Kadere inanan, tesadüfe inanmaz.
Herkes yolda birbiriyle yarışırcasına yürüyordu adeta. Herkesin koşuşturması farklı tabi. Yarını göreceğimizin bile kesinliği yokken hayatı bu kadar ciddiye almamız normal mi? Al işte! Yaşlı kadın omzuma vurarak geçti. Arkasından, kaşlarımı çatarak bakmak ile yetindim sadece. Kadının arkasından bakarken otobüs durağının yanında beni bekleyen babamı gördüm. Her zaman ki ciddi bakışlarıyla bana doğru bakıyordu. Yanına vardığımda beklemekten sıkılmış ses tonuyla;
- Nerdesin sen?
- Evden anca çıkabildim baba. Annem soru yağmuruna tuttu.
- Bir şey söylemedin değil mi?
- Benden sır çıkmaz.
Güldü. Çarşının içinde ki kuyumcuya doğru yol aldık. İzzet Abi, babamın çok eski dostudur. Abi kardeş gibilerdir.Ne zaman hediye alınacak olsa İzzet Abi'ye gelinir. Yine alınacak hediye ve konum İzzet Abi. Kapıdan selam vererek girdik. İzzet Abi, bizi görünce oturduğu koltuktan kalkarak hemen babama selam verdi.
- Hoşgeldin Serhat'ım. Ne ayarlıyoruz sana?
( Gülüştüler.)
- Hoş buldum abim. Meryem'e evlilik
yıldönümü için kolye bakıyım diyorum.- Oğlanda büyümüş iyice. Bu ara çok ektin beni. Gel tezgaha geçelim çok güzel parçalar var.
- Doğanlar büyüyor be abi. İş güç sorma ya. Evleneli bile yirmi oldu.
Babam ile tezgaha geçip kolye seçim işine koyulduk. Uzun süreli karar verme aşamasından sonra papatya desenli altın bir kolye de karar verdik. İçine de "Meryem'im" işlemesi yapması için İzzet Abi'ye ricada bulunduk. Kolye hazırlandıktan sonra İzzet Abi güzelce hediye kutusuna koyup babama verdi. Teşekkür edip dükkandan çıktık.
- Annem çok sevinecek baba. Seni yıldönümünü unuttu zannediyor.
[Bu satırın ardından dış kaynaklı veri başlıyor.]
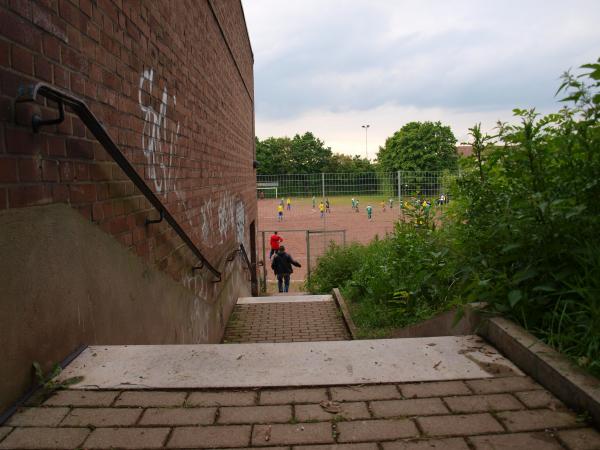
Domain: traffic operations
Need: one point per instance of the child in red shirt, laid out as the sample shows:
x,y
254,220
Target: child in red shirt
x,y
275,241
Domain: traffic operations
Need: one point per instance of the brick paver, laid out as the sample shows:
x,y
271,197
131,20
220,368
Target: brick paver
x,y
255,414
358,393
459,425
539,399
152,398
286,322
210,437
82,398
505,413
38,417
539,419
523,441
292,434
102,438
102,417
221,398
581,439
280,396
428,444
508,384
347,411
178,416
478,403
45,438
435,389
376,430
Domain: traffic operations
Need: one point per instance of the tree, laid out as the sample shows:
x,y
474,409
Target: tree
x,y
425,146
308,154
341,163
272,155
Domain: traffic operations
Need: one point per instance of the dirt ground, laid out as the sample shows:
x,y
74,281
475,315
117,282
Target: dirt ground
x,y
303,217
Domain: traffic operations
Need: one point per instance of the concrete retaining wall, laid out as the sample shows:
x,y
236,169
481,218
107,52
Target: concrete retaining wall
x,y
68,283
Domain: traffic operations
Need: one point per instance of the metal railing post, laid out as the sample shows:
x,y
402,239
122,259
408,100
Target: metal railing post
x,y
307,253
264,263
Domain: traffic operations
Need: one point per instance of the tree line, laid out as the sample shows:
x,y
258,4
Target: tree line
x,y
428,146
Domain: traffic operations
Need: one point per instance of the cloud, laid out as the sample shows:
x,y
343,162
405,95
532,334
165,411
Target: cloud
x,y
365,60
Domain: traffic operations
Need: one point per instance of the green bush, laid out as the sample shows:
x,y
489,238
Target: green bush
x,y
522,234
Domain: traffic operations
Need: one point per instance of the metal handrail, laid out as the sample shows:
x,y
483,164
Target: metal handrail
x,y
245,257
87,117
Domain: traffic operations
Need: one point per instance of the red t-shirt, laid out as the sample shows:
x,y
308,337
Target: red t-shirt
x,y
275,240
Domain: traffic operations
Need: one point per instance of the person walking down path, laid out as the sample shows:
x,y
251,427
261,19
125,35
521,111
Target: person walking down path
x,y
275,241
282,267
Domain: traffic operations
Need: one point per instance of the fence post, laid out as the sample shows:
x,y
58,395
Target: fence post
x,y
399,192
307,253
264,263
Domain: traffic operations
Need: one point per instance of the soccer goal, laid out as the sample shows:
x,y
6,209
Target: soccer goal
x,y
266,189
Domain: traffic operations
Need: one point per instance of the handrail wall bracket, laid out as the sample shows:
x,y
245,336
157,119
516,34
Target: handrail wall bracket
x,y
79,107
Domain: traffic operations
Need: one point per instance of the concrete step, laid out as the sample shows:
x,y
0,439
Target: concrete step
x,y
287,364
284,298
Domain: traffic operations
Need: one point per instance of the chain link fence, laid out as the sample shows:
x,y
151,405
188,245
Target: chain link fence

- Büyük sürpriz olacak desene. Annen mutlu olsun yeter.
Büyüdüğüm de babam gibi biri olmak isterim diye geçirdim aklımdan. Soğuk ama bir o kadar da sevdiklerine cana yakın. Mesleği gereği acımasız. Adalet konusunda kendi doğruları ve kendi terazisi var. Hiç şaşmaz. Arkadaşlarım babanın mesleği ne diye sorunca iş insanı olur kendisi diye geçiştiriyorum. Ne yani kabadayı diyemem ki. Ben bu düşüncelere dalmışken omzuma atılan el benim yüreğimi hoplatmaya yetti. Babam gülerek;
- Hayrola neye dalıp gittin.
- Büyüyünce senin gibi biri olacağımı düşünüyordum baba.
- Benim bir üstüm olursan ancak her şey farklı olur.
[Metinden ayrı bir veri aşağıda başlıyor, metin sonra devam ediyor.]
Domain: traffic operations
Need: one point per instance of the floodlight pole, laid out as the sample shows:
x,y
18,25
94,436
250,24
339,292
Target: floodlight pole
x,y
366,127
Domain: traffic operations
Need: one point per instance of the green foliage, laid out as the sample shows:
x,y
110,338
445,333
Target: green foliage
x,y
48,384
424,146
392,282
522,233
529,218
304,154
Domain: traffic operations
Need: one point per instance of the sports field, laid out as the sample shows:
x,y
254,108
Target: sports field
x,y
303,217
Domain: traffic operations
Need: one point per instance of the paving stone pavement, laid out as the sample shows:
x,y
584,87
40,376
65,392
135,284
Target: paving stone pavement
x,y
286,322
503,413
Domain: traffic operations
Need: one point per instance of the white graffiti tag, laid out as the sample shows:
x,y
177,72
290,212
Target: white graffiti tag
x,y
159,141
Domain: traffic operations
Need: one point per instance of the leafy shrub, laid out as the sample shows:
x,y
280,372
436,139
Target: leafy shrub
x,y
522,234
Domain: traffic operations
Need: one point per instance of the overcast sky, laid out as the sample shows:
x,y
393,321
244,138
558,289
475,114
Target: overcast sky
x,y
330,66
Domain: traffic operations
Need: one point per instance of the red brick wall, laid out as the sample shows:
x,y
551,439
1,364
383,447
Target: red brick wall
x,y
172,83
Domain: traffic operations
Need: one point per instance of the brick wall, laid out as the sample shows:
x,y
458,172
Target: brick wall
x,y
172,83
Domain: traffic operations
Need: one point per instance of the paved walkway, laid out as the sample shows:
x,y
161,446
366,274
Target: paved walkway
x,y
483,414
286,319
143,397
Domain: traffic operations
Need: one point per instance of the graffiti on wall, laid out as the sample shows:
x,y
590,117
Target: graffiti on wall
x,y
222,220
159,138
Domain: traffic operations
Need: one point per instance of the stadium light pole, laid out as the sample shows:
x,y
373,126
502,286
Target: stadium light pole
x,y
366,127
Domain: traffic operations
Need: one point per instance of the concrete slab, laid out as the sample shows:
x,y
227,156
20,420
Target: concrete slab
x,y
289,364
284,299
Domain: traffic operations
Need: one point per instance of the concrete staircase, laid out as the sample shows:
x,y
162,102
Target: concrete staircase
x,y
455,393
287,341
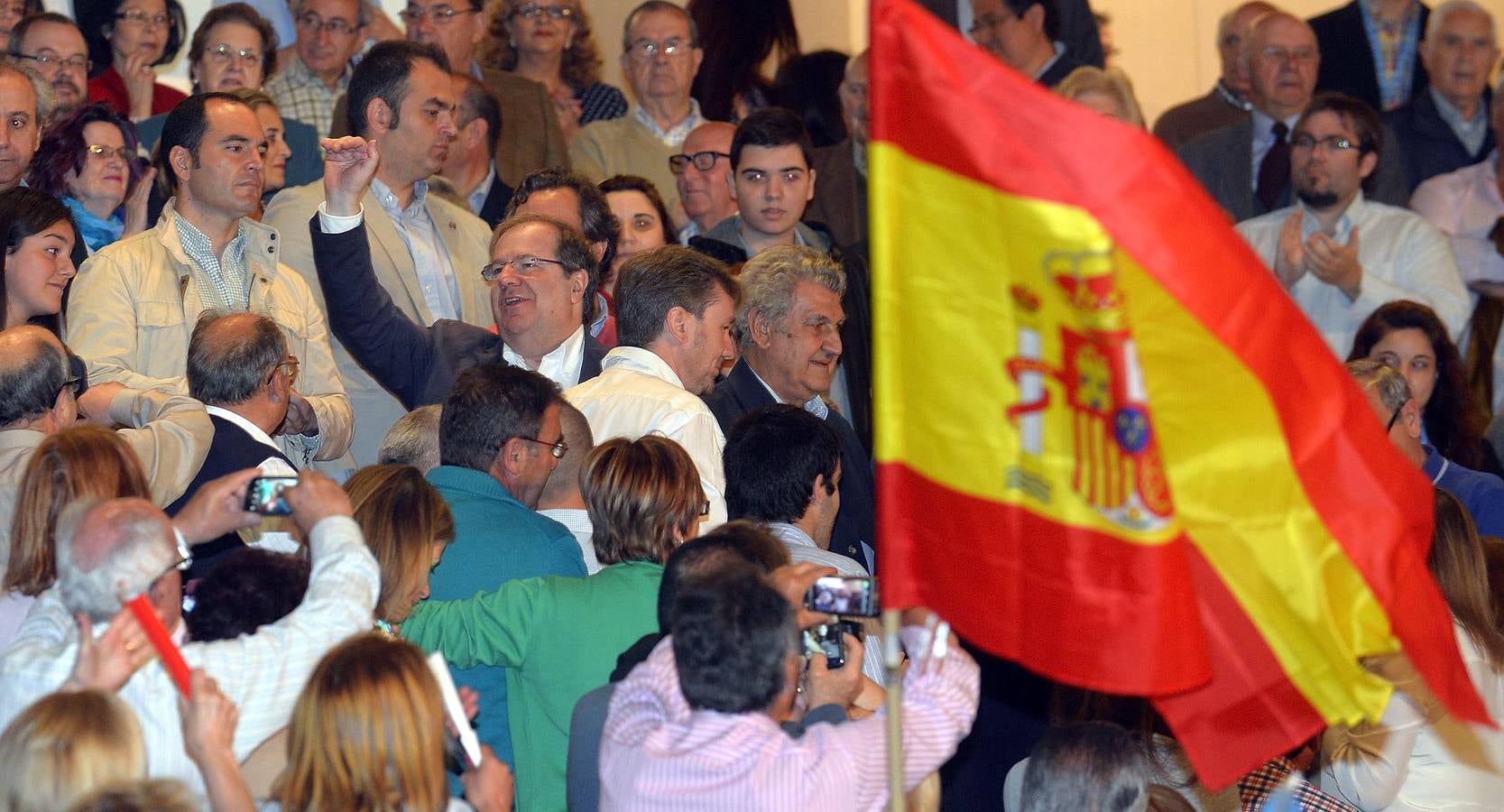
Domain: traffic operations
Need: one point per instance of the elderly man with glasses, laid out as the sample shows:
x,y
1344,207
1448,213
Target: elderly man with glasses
x,y
660,56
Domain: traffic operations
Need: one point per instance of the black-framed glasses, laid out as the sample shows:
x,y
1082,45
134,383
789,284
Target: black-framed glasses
x,y
557,448
525,265
555,11
704,161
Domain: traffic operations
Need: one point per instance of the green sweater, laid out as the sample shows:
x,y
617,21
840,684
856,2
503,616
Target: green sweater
x,y
559,636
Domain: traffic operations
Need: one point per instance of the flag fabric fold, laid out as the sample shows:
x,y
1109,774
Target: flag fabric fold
x,y
1109,444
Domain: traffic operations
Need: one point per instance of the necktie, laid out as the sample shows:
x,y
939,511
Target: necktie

Babamın ne dediğini tam anlamasam da tamam dedim. Ağır adımlarla eve doğru ilerliyorduk. Hava dışarı çıktığım zamanın aksine kapalıydı. İnsanın içini boğuyordu. Ruhumu kesiyordu Ankara. Beklemediğimiz bir anda sokağın başından adımımızı attığımız anda arkamızda bir araba ani fren yaparak durdu. Biz ne olduğunu anlamak için arkamızı döndüğümüzle önümüzden gelen arabanın durması bir oldu. Babam ne olduğunu anlamış olacak ki beni direk yana doğru itti ve belinde ki silahı çekti. Babamın itmesiyle kaldırıma doğru düşmüştüm. Duyduğum silah sesi duyduğum son ses, havada ki barut kokusu ise hissettiğim son kokuydu.
KURGU HAKKINDA
Hafta da bir bölüm paylaşmayı düşünüyorum şimdilik.
Oy atmayı ve yorum yapmayı unutmayın sevgili okuyucular.
Her attığınız yorum kurgumu geliştirme de bana yardımcı olur.
Beğenmeniz dileğiyle...
SAĞLICAKLA KALIN:)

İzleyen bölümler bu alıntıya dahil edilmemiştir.